Grass that can’t be watered includes anything that’s used for decoration and not for regular activities or events. The ban doesn’t apply to parks, sports fields, people’s lawns, or to watering trees. It would apply to grass managed by homeowners’ associations but not individual residents. Violators can be fined $500 per day.
Beyond those restrictions, about 400 local water districts that supply California cities and towns must step up conservation actions, the board voted. Each district follows conservation requirements based on local plans created after the last drought. Many further limit how often people can water their lawns and aim to boost public messaging about the value of conservation.
Officials from numerous water agencies urged the board not to force them all into further restrictions and instead give them more discretion based on their local supply conditions. Stacy Taylor, water policy manager at Mesa Water District in Orange County, said many local districts have already achieved major water savings and boosted supplies through investments in water storage, recycling and other measures.

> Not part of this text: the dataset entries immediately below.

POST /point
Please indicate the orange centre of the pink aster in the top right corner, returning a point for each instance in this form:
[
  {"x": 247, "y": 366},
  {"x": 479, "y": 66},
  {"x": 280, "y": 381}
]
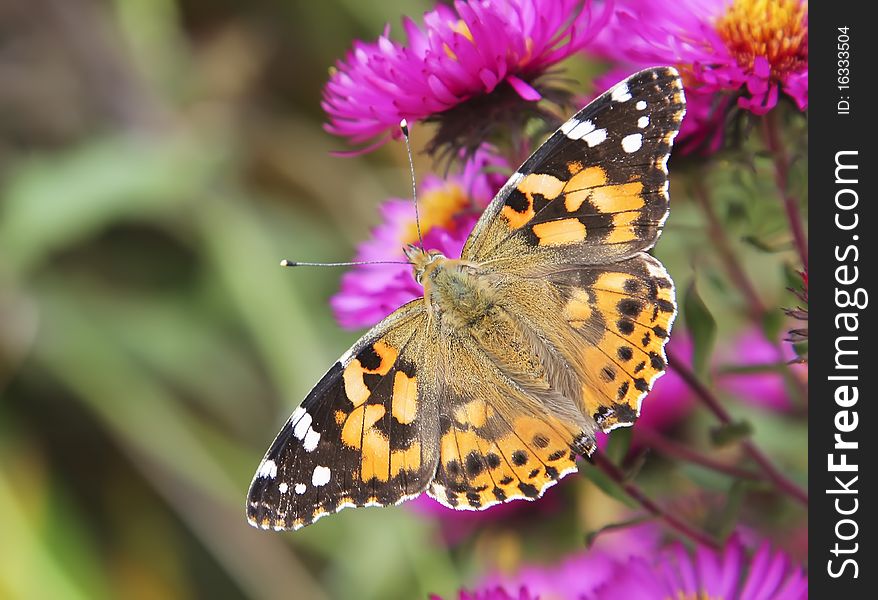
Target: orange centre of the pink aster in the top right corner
[{"x": 775, "y": 29}]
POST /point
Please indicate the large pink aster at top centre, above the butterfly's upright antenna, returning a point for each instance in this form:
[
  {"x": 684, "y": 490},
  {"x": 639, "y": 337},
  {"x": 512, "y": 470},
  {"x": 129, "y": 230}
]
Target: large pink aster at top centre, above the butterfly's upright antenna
[{"x": 470, "y": 51}]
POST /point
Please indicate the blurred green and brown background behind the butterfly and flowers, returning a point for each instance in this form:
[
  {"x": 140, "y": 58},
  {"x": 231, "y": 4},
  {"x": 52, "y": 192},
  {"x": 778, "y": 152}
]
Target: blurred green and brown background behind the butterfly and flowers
[{"x": 157, "y": 159}]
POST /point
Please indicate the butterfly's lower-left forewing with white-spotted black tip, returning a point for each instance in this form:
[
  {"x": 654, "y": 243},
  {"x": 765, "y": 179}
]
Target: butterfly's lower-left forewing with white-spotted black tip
[{"x": 365, "y": 435}]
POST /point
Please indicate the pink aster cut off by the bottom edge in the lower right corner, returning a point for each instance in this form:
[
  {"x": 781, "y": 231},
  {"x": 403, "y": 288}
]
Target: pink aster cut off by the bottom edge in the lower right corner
[{"x": 728, "y": 574}]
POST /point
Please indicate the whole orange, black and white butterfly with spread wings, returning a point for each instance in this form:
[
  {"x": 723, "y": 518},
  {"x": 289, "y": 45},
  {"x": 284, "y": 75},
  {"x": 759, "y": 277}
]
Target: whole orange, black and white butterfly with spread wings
[{"x": 549, "y": 328}]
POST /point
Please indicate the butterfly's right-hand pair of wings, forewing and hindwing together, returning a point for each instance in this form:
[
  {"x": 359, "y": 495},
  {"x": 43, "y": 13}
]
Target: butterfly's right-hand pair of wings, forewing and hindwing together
[{"x": 572, "y": 224}]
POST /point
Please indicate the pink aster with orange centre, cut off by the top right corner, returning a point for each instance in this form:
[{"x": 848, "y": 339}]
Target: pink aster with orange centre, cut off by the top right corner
[{"x": 752, "y": 49}]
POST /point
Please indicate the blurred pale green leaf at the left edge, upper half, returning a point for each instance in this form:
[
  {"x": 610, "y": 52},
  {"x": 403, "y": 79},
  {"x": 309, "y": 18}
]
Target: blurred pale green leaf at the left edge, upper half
[{"x": 54, "y": 201}]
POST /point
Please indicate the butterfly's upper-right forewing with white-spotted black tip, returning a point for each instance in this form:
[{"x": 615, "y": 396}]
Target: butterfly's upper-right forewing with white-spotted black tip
[{"x": 597, "y": 190}]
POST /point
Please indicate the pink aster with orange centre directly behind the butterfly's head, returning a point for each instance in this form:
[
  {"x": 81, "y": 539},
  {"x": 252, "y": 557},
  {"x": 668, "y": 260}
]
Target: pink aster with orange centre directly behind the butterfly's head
[{"x": 449, "y": 208}]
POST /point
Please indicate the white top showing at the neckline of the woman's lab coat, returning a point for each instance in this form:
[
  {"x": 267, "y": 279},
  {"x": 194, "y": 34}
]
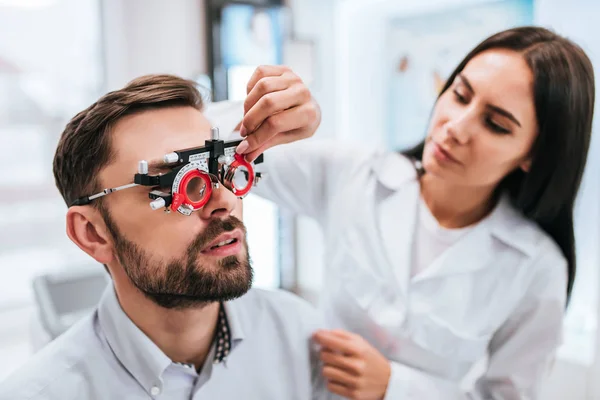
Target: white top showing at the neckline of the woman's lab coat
[{"x": 432, "y": 239}]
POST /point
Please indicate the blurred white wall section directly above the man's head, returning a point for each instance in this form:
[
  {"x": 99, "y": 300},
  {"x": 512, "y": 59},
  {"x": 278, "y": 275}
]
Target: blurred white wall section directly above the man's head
[{"x": 150, "y": 36}]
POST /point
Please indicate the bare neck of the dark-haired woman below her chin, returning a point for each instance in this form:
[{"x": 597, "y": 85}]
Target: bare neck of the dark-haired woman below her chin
[{"x": 456, "y": 206}]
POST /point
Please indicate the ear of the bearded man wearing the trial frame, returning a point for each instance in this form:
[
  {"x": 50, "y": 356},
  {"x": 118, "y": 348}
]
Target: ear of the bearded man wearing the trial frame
[{"x": 86, "y": 228}]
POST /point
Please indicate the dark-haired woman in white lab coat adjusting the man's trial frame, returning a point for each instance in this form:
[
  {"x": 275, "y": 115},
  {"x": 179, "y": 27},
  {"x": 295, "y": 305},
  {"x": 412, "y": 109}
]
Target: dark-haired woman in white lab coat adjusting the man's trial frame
[{"x": 460, "y": 249}]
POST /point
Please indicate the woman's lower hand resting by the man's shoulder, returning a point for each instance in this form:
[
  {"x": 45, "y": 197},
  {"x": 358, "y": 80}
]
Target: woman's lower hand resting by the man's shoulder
[{"x": 352, "y": 367}]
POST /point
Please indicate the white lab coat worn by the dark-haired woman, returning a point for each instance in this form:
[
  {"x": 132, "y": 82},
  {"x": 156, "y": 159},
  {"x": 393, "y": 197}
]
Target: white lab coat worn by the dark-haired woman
[{"x": 497, "y": 294}]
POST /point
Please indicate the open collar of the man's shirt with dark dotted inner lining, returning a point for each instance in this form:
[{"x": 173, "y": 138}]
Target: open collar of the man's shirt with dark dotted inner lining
[{"x": 140, "y": 355}]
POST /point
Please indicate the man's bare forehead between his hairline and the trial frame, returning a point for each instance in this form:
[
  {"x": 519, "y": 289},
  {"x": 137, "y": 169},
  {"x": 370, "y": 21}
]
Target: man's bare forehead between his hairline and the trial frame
[{"x": 152, "y": 134}]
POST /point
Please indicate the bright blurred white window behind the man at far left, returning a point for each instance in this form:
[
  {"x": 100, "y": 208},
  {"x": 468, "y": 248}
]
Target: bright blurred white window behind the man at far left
[{"x": 50, "y": 68}]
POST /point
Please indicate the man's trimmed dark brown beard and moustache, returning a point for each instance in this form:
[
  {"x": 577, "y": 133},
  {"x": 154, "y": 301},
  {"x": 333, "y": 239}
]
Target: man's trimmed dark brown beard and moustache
[{"x": 182, "y": 282}]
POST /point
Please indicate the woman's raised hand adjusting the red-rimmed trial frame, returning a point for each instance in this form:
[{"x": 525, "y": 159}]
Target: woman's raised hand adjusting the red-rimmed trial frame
[{"x": 278, "y": 109}]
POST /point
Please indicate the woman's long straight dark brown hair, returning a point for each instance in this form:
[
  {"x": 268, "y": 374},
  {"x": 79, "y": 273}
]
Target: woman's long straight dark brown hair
[{"x": 564, "y": 103}]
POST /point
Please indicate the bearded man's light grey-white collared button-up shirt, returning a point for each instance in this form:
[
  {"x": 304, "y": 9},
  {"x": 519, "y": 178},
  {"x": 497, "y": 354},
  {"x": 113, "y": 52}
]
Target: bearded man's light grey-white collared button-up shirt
[{"x": 107, "y": 357}]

“We have no shortage because we have done what the state has asked,” she said.
The board approved a carveout for a small number of water districts, including Santa Cruz, a coastal city of about 65,000 people where water use is already very low, at about 45 gallons per person per day, said Rosemary Menard, the district’s water director. A 10-minute shower uses roughly 20 gallons.
Santa Cruz is not as hot or dry as many parts of inland California and the city doesn’t get any water from state supplies. The next step in the district’s local plan is water rationing, which Menard said isn’t necessary.

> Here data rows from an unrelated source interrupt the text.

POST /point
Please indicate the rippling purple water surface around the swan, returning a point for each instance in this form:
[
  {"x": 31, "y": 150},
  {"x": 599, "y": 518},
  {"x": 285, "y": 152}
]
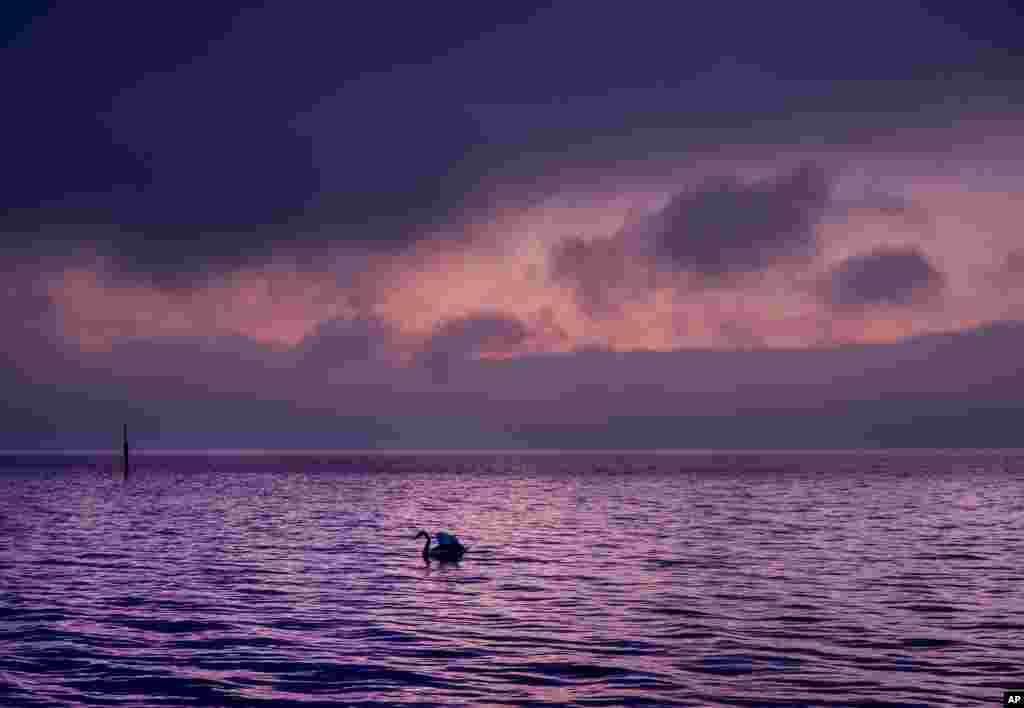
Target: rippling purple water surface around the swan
[{"x": 705, "y": 579}]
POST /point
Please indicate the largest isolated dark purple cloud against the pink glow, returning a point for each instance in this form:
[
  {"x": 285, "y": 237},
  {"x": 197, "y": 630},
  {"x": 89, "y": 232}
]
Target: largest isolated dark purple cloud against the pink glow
[{"x": 728, "y": 227}]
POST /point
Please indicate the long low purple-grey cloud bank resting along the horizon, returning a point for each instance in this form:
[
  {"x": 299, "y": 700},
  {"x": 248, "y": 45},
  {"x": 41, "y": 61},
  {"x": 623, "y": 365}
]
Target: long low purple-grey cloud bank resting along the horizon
[{"x": 232, "y": 392}]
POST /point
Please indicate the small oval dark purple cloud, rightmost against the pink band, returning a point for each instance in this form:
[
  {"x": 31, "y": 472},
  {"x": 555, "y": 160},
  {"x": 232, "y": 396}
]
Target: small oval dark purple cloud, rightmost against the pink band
[{"x": 884, "y": 277}]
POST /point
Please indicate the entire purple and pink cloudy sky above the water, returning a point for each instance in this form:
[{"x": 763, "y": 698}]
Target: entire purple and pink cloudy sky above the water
[{"x": 571, "y": 225}]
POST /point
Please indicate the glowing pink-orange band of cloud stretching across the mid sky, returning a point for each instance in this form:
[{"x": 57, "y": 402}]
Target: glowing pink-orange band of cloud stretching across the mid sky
[{"x": 579, "y": 274}]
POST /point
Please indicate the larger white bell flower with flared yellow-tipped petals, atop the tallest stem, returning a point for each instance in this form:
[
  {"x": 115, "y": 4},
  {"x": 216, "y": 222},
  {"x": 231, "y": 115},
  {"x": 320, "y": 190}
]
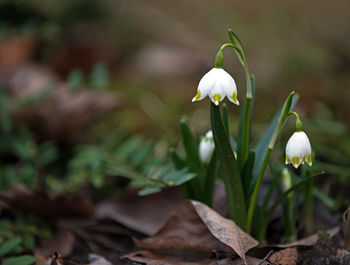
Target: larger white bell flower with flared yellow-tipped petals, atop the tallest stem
[{"x": 217, "y": 83}]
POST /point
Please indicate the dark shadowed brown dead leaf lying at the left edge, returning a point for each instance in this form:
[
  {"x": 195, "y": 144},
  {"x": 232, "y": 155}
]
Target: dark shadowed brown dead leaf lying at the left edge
[{"x": 48, "y": 205}]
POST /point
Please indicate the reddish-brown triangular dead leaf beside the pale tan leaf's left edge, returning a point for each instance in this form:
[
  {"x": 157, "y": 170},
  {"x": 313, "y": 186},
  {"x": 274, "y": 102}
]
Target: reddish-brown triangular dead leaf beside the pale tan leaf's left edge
[{"x": 184, "y": 231}]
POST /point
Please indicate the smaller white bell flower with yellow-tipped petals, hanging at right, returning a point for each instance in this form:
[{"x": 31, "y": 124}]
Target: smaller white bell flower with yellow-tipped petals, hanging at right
[{"x": 298, "y": 149}]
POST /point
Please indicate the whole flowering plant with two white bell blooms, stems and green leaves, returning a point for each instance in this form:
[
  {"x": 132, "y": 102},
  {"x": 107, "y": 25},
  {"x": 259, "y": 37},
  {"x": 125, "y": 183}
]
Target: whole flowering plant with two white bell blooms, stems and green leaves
[{"x": 242, "y": 167}]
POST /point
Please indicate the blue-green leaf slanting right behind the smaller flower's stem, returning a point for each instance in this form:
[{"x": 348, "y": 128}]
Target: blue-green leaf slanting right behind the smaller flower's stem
[{"x": 263, "y": 144}]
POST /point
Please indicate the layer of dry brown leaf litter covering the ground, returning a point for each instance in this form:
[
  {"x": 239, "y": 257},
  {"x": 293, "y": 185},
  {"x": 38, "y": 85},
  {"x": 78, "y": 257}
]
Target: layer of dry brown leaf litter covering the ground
[{"x": 189, "y": 232}]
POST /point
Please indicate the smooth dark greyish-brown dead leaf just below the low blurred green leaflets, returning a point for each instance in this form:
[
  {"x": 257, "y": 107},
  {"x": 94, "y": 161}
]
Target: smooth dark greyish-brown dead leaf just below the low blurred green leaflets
[{"x": 146, "y": 214}]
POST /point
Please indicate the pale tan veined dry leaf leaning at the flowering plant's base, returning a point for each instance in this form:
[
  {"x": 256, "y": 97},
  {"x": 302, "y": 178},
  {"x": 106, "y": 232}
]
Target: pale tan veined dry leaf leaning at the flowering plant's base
[{"x": 225, "y": 229}]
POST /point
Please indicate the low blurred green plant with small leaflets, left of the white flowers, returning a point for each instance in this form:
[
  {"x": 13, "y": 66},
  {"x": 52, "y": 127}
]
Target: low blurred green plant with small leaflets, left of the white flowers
[{"x": 117, "y": 156}]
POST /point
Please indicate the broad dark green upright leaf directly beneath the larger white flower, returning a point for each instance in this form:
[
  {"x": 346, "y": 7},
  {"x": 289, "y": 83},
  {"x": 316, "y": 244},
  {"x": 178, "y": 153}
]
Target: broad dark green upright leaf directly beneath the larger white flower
[{"x": 229, "y": 169}]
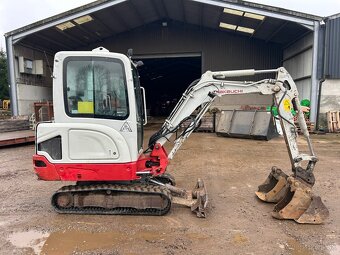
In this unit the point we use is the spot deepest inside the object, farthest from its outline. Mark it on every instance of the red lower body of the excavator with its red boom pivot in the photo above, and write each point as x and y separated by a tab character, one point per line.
101	172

Under the carveout, districts that don’t rely on state or federal supplies or the Colorado River, have a low average per capita water use and don’t rely heavily on depleted groundwater supplies will face a different set of rules. Only about 10 districts are expected to be able to meet that criteria, said Max Gomberg, water conservation and climate change manager.
Rather than going to the next step of their local plans, they’ll be required to limit outdoor watering with potable water to two days per week and only during certain hours. They must initiate public outreach campaigns about conservation.